With Russell Athletic Training Camp only a few days away, we'll begin the march to camp with "Camp 101," a daily look at what any Falcons fan should know about the team heading into the all-important period before the season. Today, we look at five rookies, some unexpected, that will be exciting to watch as they battle for positions in training camp.
If anyone's going to Falcons training camp looking for rookies, they're likely going to begin with a search for second- and third-round picks Peter Konz and Lamar Holmes. Both young Falcons have opportunities to win valuable spots along Atlanta's offensive line and some might even expect them to, given where they were drafted. Outside of those two rookies, there are five others that will be fun to watch as they work to impress Atlanta's coaching staff.

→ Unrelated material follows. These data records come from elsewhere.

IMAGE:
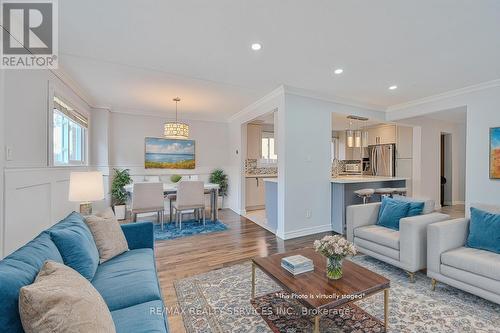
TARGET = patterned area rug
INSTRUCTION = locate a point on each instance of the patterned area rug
(189, 228)
(285, 315)
(219, 301)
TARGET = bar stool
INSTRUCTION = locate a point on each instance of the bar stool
(401, 191)
(385, 192)
(365, 194)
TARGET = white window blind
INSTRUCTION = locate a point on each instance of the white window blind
(69, 134)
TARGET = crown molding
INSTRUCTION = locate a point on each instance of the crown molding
(273, 94)
(448, 94)
(152, 114)
(61, 74)
(332, 99)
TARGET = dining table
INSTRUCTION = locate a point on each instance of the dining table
(171, 188)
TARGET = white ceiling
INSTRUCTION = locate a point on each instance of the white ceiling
(456, 115)
(135, 56)
(340, 122)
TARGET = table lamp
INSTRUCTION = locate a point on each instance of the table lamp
(85, 187)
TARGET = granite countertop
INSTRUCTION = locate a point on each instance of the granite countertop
(363, 179)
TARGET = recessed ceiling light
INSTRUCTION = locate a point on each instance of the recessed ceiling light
(256, 46)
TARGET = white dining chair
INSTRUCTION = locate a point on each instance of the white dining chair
(148, 198)
(190, 197)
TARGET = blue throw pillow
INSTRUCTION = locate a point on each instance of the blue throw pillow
(77, 248)
(484, 231)
(416, 208)
(391, 211)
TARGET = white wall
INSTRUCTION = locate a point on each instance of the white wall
(127, 136)
(304, 162)
(35, 194)
(483, 112)
(2, 160)
(429, 168)
(273, 102)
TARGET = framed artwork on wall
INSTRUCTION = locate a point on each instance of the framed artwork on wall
(495, 153)
(163, 153)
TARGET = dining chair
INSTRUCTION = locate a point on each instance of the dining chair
(190, 197)
(147, 198)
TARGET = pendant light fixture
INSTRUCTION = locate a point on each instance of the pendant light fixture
(176, 130)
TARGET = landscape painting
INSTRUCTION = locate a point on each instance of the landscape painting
(169, 154)
(495, 153)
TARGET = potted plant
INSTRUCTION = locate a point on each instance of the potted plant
(218, 176)
(335, 249)
(121, 178)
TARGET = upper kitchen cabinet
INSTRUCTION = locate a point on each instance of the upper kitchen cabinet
(404, 147)
(254, 141)
(382, 134)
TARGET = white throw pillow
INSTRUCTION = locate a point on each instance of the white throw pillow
(61, 300)
(108, 236)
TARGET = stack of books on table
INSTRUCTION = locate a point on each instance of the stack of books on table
(297, 264)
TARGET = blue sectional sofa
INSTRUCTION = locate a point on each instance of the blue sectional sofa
(128, 283)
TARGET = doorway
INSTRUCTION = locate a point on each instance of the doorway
(446, 181)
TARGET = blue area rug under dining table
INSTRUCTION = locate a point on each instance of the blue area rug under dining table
(189, 228)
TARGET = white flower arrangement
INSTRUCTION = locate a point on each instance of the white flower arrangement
(334, 246)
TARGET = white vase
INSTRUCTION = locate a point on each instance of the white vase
(120, 212)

5) LaMark Brown: After Tony Gonzalez comes two backup role players at tight end and the field is wide open. Michael Palmer has an inside track at one of them after earning a spot on last year's active roster out of camp as a college free agent. LaMark Brown, another college free agent, will look to repeat Palmer's performance from last season.
Brown has the desired size and if he can prove he's capable of holding down a spot as a block-first tight end, he's got the hands to win a job in camp. During the Falcons' rookie minicamp and full-team minicamp earlier this offseason Brown routinely made catch after catch. His performance was impressive given the situation and if he can carry that into training camp, he's got a real shot to win one of potentially three tight end spots.

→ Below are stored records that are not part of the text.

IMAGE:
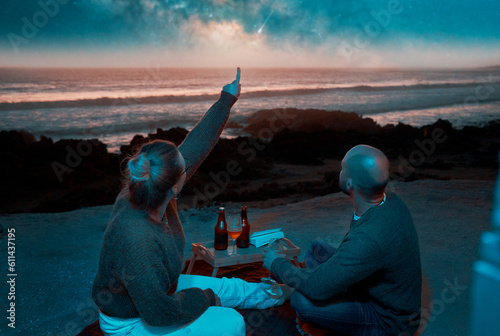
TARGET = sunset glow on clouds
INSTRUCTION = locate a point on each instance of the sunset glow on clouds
(224, 33)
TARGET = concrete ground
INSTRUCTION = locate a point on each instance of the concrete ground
(56, 255)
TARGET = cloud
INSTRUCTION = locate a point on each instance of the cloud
(262, 32)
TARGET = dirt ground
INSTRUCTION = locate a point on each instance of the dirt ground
(57, 254)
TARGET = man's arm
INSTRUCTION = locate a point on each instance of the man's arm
(356, 258)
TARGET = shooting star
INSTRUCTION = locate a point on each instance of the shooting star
(262, 27)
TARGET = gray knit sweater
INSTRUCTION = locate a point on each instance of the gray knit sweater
(141, 260)
(378, 260)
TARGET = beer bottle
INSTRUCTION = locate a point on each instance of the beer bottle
(220, 237)
(244, 239)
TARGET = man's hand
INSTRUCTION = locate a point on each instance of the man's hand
(271, 255)
(217, 301)
(234, 88)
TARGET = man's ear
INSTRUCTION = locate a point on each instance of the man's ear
(349, 184)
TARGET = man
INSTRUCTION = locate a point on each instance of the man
(370, 284)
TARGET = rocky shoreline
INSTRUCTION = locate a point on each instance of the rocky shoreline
(290, 155)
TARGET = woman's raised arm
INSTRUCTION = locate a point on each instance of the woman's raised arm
(203, 137)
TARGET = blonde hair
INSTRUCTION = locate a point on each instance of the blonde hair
(152, 172)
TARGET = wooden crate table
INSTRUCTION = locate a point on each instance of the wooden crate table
(205, 251)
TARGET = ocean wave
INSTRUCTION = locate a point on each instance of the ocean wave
(165, 99)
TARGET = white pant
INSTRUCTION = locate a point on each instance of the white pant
(220, 321)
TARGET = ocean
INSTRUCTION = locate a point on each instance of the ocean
(115, 104)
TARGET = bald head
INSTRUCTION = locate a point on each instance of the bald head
(365, 168)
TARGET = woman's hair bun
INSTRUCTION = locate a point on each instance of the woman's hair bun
(140, 168)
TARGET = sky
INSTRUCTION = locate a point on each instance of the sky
(266, 33)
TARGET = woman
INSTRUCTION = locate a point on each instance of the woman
(139, 288)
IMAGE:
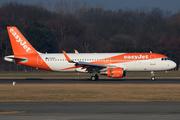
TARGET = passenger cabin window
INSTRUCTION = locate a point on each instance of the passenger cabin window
(165, 59)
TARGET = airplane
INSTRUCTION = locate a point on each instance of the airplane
(114, 65)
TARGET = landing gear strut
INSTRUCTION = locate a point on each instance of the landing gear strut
(152, 76)
(93, 78)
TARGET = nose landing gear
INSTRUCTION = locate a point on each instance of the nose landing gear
(93, 78)
(152, 76)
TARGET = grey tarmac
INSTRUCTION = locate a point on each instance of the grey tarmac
(144, 81)
(93, 111)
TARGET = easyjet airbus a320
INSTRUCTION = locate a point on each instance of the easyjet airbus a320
(113, 65)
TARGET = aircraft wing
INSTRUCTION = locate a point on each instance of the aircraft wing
(85, 65)
(11, 58)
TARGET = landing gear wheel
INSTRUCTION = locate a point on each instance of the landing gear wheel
(93, 78)
(153, 78)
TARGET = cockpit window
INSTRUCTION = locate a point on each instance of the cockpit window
(165, 59)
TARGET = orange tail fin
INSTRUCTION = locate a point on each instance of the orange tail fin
(19, 43)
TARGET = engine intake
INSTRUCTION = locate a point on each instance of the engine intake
(116, 72)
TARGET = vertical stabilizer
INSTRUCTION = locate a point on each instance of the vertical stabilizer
(19, 43)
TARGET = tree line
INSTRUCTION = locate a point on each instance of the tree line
(91, 29)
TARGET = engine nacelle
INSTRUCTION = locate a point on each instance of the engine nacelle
(116, 72)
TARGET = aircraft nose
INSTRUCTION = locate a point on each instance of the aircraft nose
(173, 64)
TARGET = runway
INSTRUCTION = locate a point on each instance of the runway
(37, 80)
(94, 111)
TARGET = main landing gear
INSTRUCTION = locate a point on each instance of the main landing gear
(94, 77)
(152, 76)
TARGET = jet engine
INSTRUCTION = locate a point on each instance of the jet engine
(116, 72)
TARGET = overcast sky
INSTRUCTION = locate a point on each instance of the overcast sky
(170, 5)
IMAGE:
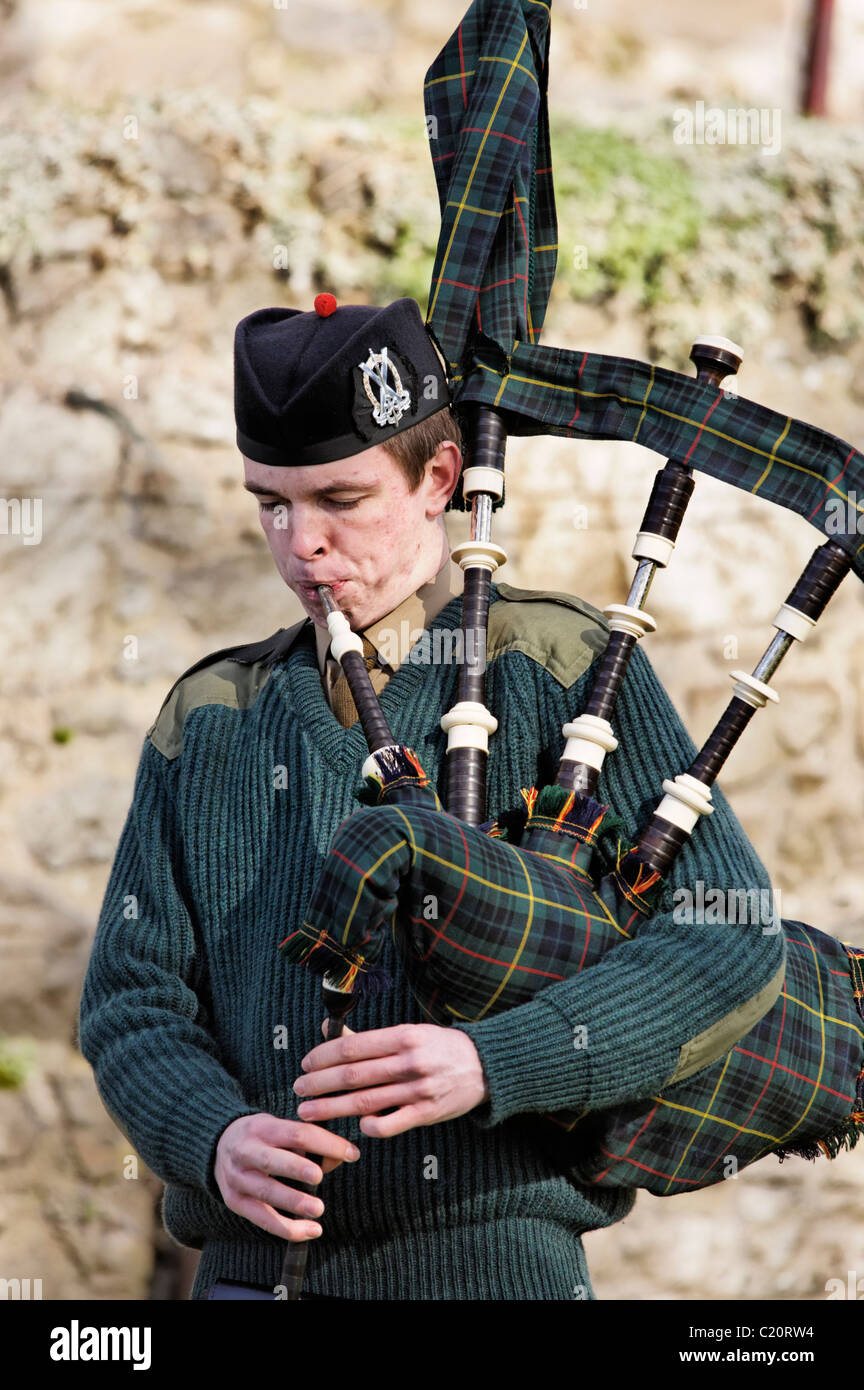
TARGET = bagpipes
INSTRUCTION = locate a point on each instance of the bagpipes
(550, 888)
(521, 905)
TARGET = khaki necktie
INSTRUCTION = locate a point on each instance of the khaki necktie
(342, 702)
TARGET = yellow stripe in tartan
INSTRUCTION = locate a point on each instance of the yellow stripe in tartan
(771, 460)
(716, 1119)
(484, 211)
(513, 64)
(521, 947)
(516, 893)
(650, 387)
(450, 77)
(673, 414)
(828, 1018)
(360, 887)
(821, 1015)
(479, 150)
(707, 1115)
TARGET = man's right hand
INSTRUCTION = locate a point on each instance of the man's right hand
(254, 1147)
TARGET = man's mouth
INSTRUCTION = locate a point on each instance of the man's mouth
(311, 590)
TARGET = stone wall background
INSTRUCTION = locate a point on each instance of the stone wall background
(165, 168)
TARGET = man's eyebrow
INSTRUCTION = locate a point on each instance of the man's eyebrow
(349, 485)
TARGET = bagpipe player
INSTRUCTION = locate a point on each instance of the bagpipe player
(207, 1051)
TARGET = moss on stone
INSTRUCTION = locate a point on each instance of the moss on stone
(624, 213)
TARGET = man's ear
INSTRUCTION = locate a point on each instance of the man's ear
(443, 469)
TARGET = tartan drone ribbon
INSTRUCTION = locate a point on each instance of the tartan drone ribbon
(486, 114)
(513, 918)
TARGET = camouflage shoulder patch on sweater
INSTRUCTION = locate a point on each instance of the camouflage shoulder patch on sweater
(232, 677)
(559, 631)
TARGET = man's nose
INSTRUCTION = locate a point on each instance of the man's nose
(307, 531)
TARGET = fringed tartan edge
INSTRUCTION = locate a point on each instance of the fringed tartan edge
(564, 812)
(399, 767)
(642, 887)
(347, 970)
(849, 1132)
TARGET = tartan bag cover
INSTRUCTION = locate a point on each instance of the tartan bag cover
(486, 114)
(482, 925)
(795, 1084)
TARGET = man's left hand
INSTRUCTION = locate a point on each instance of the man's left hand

4) Jerrell Harris: Almost every player that played a starting role at the University of Alabama has at least a shot at playing in the NFL because of the experience football players get in Nick Saban's pro-style football program. A two-year starter at Alabama, Harris has experience at both strong and weakside linebacker, allowing him to be a more versatile backup to starters Sean Weatherspoon and Stephen Nicholas.

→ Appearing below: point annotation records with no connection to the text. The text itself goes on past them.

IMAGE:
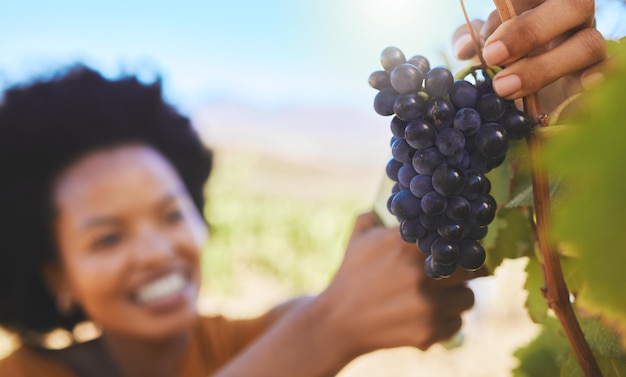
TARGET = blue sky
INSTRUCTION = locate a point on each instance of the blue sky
(268, 53)
(272, 53)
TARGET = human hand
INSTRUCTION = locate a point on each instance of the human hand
(382, 298)
(550, 41)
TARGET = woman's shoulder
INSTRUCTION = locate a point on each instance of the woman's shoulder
(27, 362)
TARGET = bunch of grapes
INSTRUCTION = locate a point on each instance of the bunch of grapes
(447, 134)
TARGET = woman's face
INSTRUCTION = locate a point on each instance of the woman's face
(129, 237)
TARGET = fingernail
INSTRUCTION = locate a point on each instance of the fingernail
(462, 45)
(507, 85)
(495, 53)
(591, 80)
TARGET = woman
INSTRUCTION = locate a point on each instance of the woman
(102, 195)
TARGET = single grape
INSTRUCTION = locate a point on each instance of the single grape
(443, 270)
(491, 107)
(439, 82)
(405, 205)
(425, 242)
(402, 151)
(406, 174)
(397, 126)
(476, 184)
(516, 124)
(460, 160)
(471, 255)
(467, 120)
(482, 210)
(458, 208)
(440, 112)
(411, 230)
(379, 80)
(463, 94)
(434, 203)
(421, 185)
(406, 78)
(491, 140)
(392, 168)
(432, 222)
(448, 181)
(420, 134)
(391, 57)
(408, 106)
(421, 63)
(425, 161)
(384, 101)
(452, 232)
(444, 252)
(450, 141)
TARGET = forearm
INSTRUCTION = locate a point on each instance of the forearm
(301, 342)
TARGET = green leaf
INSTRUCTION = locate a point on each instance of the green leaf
(590, 158)
(509, 237)
(543, 356)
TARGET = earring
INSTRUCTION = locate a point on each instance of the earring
(65, 304)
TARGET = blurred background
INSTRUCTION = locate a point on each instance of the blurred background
(279, 89)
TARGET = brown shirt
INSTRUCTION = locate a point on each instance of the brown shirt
(216, 340)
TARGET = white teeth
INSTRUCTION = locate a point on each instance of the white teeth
(161, 288)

There's some experience at depth linebacker ahead of Harris, but if he can perform well on special teams during training camp, he has a real shot at making the team.
3) James Rodgers: The brother of Jacquizz Rodgers may soon make his own name on the Falcons roster. James Rodgers is a wide receiver, unlike his running back brother, and is part of one of the most crowded position groups on the roster. After the top four receivers for Atlanta, the position group is wide open. Rodgers is a talented player and has as good of a shot as the other five wide receivers that are playing for one of the final few receiver spots on the roster.
Like Harris, Rodgers can enhance his fortune with his performance on special teams, specifically as a returner. The former Oregon State return man was getting turns at returner along with Harry Douglas and Dominique Franks during the offseason. If he can separate himself from those two, a roster spot could be his for the taking.
2) Charles Mitchell: Drafted in the sixth-round this year, Mitchell was described by general manager Thomas Dimitroff as an excellent special teams player following the draft. To make it as a defensive back in the SEC means you must be at least alright and Mitchell impressed Dimitroff with his steady play and leadership while at Mississippi State. A starter for three of his four years in college (he played in all 12 games as a freshman), Mitchell has a real opportunity to win a backup safety job this season.
Like many of his young teammates, how he fares on special teams could make the difference for him. He was an exceptional player on special teams while in college so that experience helps him immensely in his efforts to stick around after camp.
1) Jonathan Massaquoi: Stuck in the middle of one of the toughest battles in training camp is Jonathan Massaquoi. The defensive line carries a high number of players but there's a lot of talent ahead of Massaquoi. He slimmed down after he was drafted, entering OTAs at his junior year weight, the weight he earned 13.5 sacks with at Troy. He has raw pass rushing talent with a significant burst.
That burst has already appeared on special teams. During the full-team minicamp in June, Massaquoi was a standout on special teams with his speed. If he can carry that performance into training he may be the next special teams ace-type for the Falcons, not unlike fellow defensive end Kroy Biermann.